Kees Nieuwenhuijzen
In memoriam
deel 1
In een paar seconden zag hij, als in een halfslaap, hoe zijn onderbeen van de
operatietafel werd weggeveegd in een hemelsblauwe plastic vuilniszak, opgehangen
in een witmetalen ringvormige standaard. Direct daarna zakte hij weer weg in de
narcose.
Het zou dagen duren voordat hij dit beeld weer op zijn netvlies kreeg. Het duurde
maanden, maanden van gestuntel waarmee opnieuw leren lopen gepaard gaat, voordat
hij zich afvroeg wat er met dat been was gebeurd.
Begraven zullen zij het niet hebben, zijn te vroeg gestorven been. (Grafschrift
met de variant: Hier ligt mijn poot, hij is alvast dood.) Nee, het zal verbrand
zijn, in rook opgegaan zoals de ontelbare sigaretten die de oorzaak waren van
het voortijdig afsterven. Verbrand, samen met andere resten die op
operatietafels achterblijven.
Wat wordt er met de as gedaan? Er was hem niets gevraagd. Bestaat er zoiets als
een verzamelurn zoals je ook een massagraf hebt?

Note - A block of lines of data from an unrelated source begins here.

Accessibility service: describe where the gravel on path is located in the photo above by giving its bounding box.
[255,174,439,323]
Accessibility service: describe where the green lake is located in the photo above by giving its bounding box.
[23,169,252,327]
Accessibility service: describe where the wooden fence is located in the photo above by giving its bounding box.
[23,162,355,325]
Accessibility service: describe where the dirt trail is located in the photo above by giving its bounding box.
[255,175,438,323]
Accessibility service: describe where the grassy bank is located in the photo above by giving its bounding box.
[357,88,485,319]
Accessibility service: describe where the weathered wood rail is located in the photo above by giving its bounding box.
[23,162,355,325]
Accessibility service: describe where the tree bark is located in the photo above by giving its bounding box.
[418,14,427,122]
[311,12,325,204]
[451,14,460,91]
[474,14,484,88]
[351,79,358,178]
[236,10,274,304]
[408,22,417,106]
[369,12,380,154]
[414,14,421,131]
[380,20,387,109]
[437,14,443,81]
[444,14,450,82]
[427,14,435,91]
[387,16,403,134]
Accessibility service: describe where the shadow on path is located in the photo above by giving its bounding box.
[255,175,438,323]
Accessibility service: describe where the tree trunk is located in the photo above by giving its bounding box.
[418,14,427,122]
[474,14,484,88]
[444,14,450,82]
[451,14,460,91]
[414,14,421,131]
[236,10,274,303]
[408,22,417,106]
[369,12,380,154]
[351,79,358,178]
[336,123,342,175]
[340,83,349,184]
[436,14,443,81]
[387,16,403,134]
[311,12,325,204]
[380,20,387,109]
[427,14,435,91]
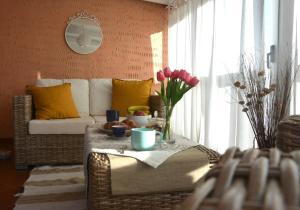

Zo kun je dus bij stukjes en beetjes verdwijnen. Waar is het begin? Afgeknipte
nagels gaan in de vuilnisbak, haren idem, behalve als zij afgeschoren zijn, dan
gaan zij met de zeepresten door de wasbak, net als de poeder die achterblijft in
de Philishave, die overigens bij het ouder en grijzer worden steeds meer op de
as gaat lijken waar de blinde darm, de poliepen en de amandelen in zijn
veranderd.
En nu dan het been. Maar dat is toch een andere zaak, zijn been, waarmee hij
weliswaar niet de Mount Everest bedwong maar wel de Grebbeberg, waarmee hij één
doelpunt scoorde voor Hercules, junioren II. Waarvan hij de enkel brak toen hij
te Wons dronken over een slootje sprong, en waarmee hij even naar de bakker
liep.
Niet een been als ieder ander maar zijn been. Vertrouwd. Na 62
jaar dienst beslist géén afdankertje, klaar om bij het oudvuil te zetten of toe
aan de afvalverbranding.
Nu pas weet hij hoe hij eraan gehecht was, hoeveel hij ervan heeft gehouden en,
als hij zijn krukken pakt, hoe hij hem mist.